手順⑤上記内容を設定後、保存して取引先画面を表示してみましょう。
以下のようの取引先に紐づく担当者の一覧が表示されます。
List Editorの利用方法
基本的な設定が終わったら実際に利用してみましょう。
【新規作成】
List Editor上の(New)ボタンをクリックすると新規取引先責任者の登録画面(標準)が表示されます。
手順②必要な情報を入力して保存します。
手順③保存するとレコードが追加されたことが確認できます。
【レコードの編集(個別)】
手順①個別に1レコードだけ編集した場合は、レコードのアクションメニューからEditを実行します。
手順②編集画面は標準と同じです。レコードを編集して保存をクリックします。
【レコードの一括編集】
手順①以下のように複数レコードが存在して一括編集したい場合には、鉛筆マークのボタンをクリックします。
手順②以下のように一括編集画面が表示されます。
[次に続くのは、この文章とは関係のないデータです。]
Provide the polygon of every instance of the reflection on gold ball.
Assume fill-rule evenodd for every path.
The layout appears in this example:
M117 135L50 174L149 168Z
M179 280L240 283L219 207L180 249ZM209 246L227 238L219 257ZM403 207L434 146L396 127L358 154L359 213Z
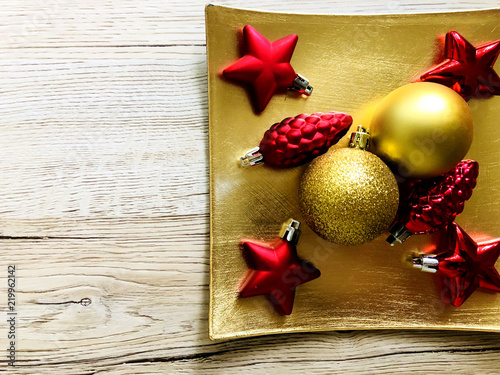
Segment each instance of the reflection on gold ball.
M377 106L370 150L403 177L430 178L462 160L472 132L469 106L455 91L438 83L410 83Z
M316 158L302 176L300 209L319 236L360 245L382 234L398 209L398 184L371 152L342 148Z

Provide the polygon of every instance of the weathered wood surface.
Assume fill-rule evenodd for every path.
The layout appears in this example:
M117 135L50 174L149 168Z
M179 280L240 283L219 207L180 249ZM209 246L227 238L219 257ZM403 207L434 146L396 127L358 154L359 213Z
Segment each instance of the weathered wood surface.
M498 6L251 3L321 13ZM490 333L212 343L204 2L7 0L0 20L0 272L16 265L19 305L18 367L8 368L2 355L0 372L500 371L500 335Z

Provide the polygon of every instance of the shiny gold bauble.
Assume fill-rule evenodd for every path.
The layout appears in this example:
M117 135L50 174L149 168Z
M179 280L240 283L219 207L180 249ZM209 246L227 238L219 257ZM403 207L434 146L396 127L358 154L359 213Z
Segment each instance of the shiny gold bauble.
M302 176L300 209L324 239L360 245L388 229L398 209L398 184L371 152L342 148L316 158Z
M469 106L446 86L417 82L387 95L371 123L370 151L403 177L430 178L448 172L472 143Z

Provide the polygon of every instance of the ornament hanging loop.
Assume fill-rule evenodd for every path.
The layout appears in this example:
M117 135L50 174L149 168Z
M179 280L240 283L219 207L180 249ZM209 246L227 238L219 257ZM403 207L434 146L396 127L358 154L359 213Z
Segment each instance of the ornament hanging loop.
M413 268L422 272L436 273L439 269L439 260L435 255L420 255L412 260Z
M291 88L307 96L310 96L313 91L312 86L309 85L309 80L298 73L295 75Z
M264 156L260 152L260 147L254 147L248 150L245 155L240 158L241 166L243 167L253 167L254 165L259 165L264 163Z
M366 150L370 146L370 131L363 125L358 125L358 129L351 134L349 147Z
M296 245L299 242L300 237L300 221L294 219L288 219L287 222L283 224L280 231L280 238L284 241L291 242Z

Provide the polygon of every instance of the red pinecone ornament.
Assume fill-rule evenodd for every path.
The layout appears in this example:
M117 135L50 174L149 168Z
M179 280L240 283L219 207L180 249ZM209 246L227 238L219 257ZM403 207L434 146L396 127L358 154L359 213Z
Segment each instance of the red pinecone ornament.
M428 234L448 226L462 213L476 186L479 164L462 160L448 173L413 183L402 201L396 224L387 242L404 242L412 234Z
M352 117L341 112L288 117L264 133L260 146L241 158L243 166L265 162L275 168L295 167L324 154L349 130Z

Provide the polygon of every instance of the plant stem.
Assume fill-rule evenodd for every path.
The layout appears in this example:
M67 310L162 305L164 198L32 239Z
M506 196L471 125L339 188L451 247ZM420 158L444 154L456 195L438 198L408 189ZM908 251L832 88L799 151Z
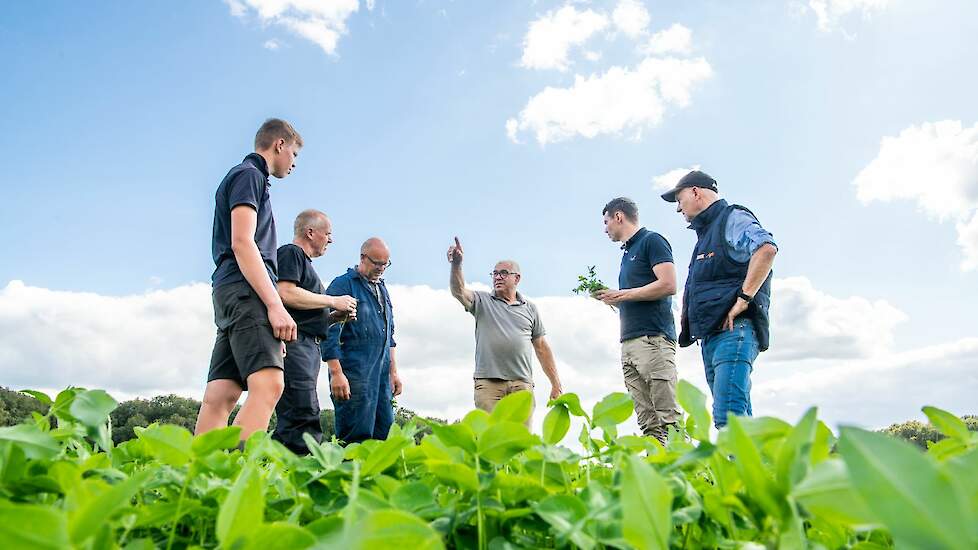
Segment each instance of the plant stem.
M486 545L486 530L482 521L482 480L479 479L479 475L482 472L482 468L479 464L479 455L475 455L475 477L478 481L478 487L475 491L475 510L476 510L476 528L479 534L479 550L486 550L488 546Z
M190 478L194 473L194 463L190 463L190 467L187 468L187 477L183 481L183 487L180 488L180 498L177 499L177 510L173 513L173 525L170 527L170 538L166 543L166 550L173 548L173 538L177 534L177 524L180 523L180 512L183 509L183 497L187 494L187 487L190 485Z

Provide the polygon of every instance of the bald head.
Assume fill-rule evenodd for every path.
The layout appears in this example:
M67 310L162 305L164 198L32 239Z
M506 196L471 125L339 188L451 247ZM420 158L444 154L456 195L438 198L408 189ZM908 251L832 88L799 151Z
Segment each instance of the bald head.
M295 217L295 224L292 226L295 236L305 235L307 229L321 229L329 218L323 212L310 208L299 212Z
M295 237L292 242L304 250L310 258L318 258L326 253L326 247L333 242L333 226L326 214L319 210L303 210L295 217Z
M496 271L505 269L510 273L521 273L520 264L516 260L499 260L496 262Z
M371 237L360 245L357 271L369 281L377 282L390 266L391 251L379 237Z

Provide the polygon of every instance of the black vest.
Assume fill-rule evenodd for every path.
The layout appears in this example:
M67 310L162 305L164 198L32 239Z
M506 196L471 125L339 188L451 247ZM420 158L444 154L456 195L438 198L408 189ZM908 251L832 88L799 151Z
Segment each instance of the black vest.
M727 312L737 301L744 279L747 278L749 262L738 262L730 257L726 239L727 218L734 209L754 213L743 206L720 199L693 218L690 227L696 230L698 240L689 261L689 275L683 293L682 331L679 345L689 346L697 339L719 332ZM756 216L754 216L755 219ZM738 318L748 318L754 324L760 351L770 344L771 278L768 274L764 284L747 306L747 311Z

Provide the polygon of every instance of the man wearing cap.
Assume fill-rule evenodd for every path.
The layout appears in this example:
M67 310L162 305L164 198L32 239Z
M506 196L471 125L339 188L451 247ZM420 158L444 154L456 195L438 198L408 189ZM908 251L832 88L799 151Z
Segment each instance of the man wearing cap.
M720 428L728 413L751 415L750 374L770 340L777 244L750 210L721 199L716 180L699 170L683 176L662 198L677 203L676 211L696 231L679 345L700 341L713 422Z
値の変更やレコードの削除などが可能です。
List Editorのコンポーネントのカスタマイズ(その他)
List Editorのコンポーネントは、以下のようなカスタマイズが可能です。
(ヘッダ背景色、テキスト色、レコードの偶数行の背景色の変更)
例:背景色をピンク、テキストを白、行をスカイブルーに変更しています。※英単語や16進数(#ffffffなど)での指定が可能です。
16進数で指定した場合
(アイコンの色、アイコンの背景色)
アイコンの色や背景色の変更も可能です。※アイコン自体の指定はできないようです。
最後にイメージの高さと幅の指定が可能となっています。
まとめ
以上で、List Editorのコンポーネントのインストールからカスタマイズまでの説明が完了となります。
ご紹介した通り、かなり便利で実用的なコンポーネントとなっていて、開発なしでこれらの機能が利用できるのであれば、動的関連リストの代わりにとしては十分な気がします。
注意点としては、自由入力での検索は、リストビューと同じようにテキスト項目や選択リスト値に対してしか検索できないため、ロングテキスト型を利用している場合には注意が必要です。
また、ロングテキスト型を配置した場合には、その項目での並べ替えはできません。(現状ではソートしようとするとExceptionが発生します)
※標準のリストビューでは、ソートできないように制御されていますが、そこの制御がまだ実装されていない気がするので、ご利用の際は注意が必要です。